Well exports have been falling consistently, raising concerns that China's ability to sell itself out of this slowdown is at risk.

Even a slightly weaker currency - which makes Chinese goods cheaper - could help on that front.

But here's the rub: China can't allow the currency to weaken too much because of the potential blowback the country will face from both domestic and international markets.

"China's projecting power externally, via the Asia Infrastructure Investment Bank and the Silk Road Fund," adds Mr Motwani. "They're funding a lot of infrastructure projects in South East Asia, and that requires a lot of Chinese money. So it doesn't make sense for them to weaken their currency too much."

Then there's the risk of Chinese people choosing to take their money elsewhere because of lowered economic expectations at home - so-called capital flight.

Dangerous game

So China is sort of stuck in the Goldilocks syndrome. It doesn't want the yuan too strong, so that it can rejuvenate exports.

But a currency that's too weak will mean folks at home could get nervous and start taking their cash out of the country.

Not a great position to be in, especially at a time when the prospects for growth next year look shaky.

Which possibly explains why some of China's top economic officials have all chimed in saying there is no basis for the persistent depreciation of the yuan and that economic growth will help the currency stabilise.

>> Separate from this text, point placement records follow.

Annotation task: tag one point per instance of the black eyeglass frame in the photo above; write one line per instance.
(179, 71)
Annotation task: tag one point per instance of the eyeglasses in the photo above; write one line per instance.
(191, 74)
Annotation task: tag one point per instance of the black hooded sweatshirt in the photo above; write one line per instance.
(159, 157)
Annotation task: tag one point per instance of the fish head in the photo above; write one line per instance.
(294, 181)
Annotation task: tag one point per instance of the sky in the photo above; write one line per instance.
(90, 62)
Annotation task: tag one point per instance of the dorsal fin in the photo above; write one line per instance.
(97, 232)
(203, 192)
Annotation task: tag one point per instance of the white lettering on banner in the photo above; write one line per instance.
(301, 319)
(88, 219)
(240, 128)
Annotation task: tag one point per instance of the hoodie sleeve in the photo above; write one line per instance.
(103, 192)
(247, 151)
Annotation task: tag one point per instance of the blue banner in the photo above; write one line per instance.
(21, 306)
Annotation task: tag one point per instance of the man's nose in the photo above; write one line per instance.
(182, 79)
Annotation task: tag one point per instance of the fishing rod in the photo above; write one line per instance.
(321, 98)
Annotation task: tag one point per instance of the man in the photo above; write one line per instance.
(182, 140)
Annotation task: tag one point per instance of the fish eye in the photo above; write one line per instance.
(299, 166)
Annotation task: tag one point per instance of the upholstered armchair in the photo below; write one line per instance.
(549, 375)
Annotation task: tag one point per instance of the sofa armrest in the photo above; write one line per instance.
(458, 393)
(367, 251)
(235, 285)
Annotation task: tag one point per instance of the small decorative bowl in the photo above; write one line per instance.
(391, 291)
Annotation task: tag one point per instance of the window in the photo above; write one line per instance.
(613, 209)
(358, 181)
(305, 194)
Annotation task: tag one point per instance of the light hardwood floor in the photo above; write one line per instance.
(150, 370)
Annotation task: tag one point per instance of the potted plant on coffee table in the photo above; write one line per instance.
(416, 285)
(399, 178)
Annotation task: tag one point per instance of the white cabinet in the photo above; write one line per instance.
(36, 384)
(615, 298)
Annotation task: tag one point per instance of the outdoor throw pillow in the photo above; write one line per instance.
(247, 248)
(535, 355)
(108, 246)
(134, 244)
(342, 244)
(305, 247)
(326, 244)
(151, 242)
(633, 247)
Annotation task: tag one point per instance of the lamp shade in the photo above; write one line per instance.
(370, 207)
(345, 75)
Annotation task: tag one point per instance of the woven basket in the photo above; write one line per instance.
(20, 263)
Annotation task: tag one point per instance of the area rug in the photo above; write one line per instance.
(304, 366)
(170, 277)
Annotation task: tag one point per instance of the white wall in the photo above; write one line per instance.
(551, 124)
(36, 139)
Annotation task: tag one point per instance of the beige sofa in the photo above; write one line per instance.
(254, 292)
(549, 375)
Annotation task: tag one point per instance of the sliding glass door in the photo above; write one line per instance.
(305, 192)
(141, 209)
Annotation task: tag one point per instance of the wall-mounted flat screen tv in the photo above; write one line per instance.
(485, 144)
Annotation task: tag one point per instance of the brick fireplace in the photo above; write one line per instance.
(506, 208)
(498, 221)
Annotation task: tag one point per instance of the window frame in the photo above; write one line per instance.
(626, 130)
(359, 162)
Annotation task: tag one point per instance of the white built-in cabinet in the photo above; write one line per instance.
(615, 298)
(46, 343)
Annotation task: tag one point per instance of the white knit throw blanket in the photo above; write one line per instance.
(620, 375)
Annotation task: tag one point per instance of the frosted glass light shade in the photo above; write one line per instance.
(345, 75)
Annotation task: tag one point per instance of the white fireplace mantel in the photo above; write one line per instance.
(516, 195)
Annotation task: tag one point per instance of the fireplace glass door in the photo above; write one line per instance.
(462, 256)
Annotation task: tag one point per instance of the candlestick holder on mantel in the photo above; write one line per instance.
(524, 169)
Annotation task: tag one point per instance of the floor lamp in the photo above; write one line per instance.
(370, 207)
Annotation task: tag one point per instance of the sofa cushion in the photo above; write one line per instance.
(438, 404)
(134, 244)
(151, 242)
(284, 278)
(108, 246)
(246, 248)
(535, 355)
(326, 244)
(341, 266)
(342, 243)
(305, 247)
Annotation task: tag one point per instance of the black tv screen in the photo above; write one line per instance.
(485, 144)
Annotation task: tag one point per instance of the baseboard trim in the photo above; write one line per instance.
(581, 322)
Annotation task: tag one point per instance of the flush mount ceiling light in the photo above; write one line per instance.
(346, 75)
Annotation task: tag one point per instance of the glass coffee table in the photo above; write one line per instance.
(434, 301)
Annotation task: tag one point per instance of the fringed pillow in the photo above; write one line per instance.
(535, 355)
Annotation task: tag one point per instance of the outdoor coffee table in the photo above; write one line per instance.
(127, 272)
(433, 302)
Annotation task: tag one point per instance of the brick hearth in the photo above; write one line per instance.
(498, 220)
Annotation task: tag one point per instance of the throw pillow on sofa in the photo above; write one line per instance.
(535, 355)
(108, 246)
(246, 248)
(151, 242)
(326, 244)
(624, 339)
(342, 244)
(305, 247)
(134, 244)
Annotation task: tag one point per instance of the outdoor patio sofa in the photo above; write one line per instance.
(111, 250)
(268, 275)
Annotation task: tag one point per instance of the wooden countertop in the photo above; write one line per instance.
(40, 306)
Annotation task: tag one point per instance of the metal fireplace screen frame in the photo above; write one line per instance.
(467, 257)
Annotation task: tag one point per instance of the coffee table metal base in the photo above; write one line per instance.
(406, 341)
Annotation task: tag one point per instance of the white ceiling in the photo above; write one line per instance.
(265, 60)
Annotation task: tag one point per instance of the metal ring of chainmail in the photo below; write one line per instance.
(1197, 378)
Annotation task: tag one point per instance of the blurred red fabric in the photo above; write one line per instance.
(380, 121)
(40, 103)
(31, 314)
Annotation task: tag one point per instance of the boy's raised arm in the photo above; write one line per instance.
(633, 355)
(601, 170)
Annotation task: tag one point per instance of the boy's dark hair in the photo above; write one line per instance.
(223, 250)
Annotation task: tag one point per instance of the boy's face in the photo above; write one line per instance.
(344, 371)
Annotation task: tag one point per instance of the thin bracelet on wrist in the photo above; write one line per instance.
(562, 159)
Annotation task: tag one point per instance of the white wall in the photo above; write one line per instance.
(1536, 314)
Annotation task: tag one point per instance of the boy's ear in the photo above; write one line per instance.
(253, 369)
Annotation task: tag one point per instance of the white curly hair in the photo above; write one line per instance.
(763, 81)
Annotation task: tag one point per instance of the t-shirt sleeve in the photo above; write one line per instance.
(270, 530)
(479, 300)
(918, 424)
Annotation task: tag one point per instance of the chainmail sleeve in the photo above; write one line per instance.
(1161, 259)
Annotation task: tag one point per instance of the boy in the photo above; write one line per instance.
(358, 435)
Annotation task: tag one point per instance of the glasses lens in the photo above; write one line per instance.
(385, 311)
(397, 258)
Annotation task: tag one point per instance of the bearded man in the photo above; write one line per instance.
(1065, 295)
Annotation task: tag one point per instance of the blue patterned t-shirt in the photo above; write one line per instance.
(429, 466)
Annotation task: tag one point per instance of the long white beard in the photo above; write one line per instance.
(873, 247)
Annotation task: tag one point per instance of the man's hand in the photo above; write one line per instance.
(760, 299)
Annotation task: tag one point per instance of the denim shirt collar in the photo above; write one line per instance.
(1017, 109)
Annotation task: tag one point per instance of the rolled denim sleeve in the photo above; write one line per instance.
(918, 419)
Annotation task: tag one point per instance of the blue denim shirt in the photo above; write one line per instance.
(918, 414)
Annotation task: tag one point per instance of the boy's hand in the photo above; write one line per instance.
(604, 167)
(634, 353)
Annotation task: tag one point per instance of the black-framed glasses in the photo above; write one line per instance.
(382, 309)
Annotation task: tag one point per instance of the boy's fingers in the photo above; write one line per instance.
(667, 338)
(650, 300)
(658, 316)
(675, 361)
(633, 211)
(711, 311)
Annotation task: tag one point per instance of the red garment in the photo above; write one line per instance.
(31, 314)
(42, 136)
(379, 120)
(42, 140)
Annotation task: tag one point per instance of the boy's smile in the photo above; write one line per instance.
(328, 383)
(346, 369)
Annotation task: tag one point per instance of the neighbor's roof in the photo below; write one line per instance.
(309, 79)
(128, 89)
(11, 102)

This should be read as an attempt by authorities to deflect any concerns from international and local investors that the yuan is under officially sanctioned downward pressure.

Remember the last time the yuan was effectively devalued it led to a slump in Chinese shares and around the world.

But this is a dangerous game that the Chinese authorities are playing. With the current state of the world economy, more uncertainty and a lack of clarity in their currency policy is not what any of us need.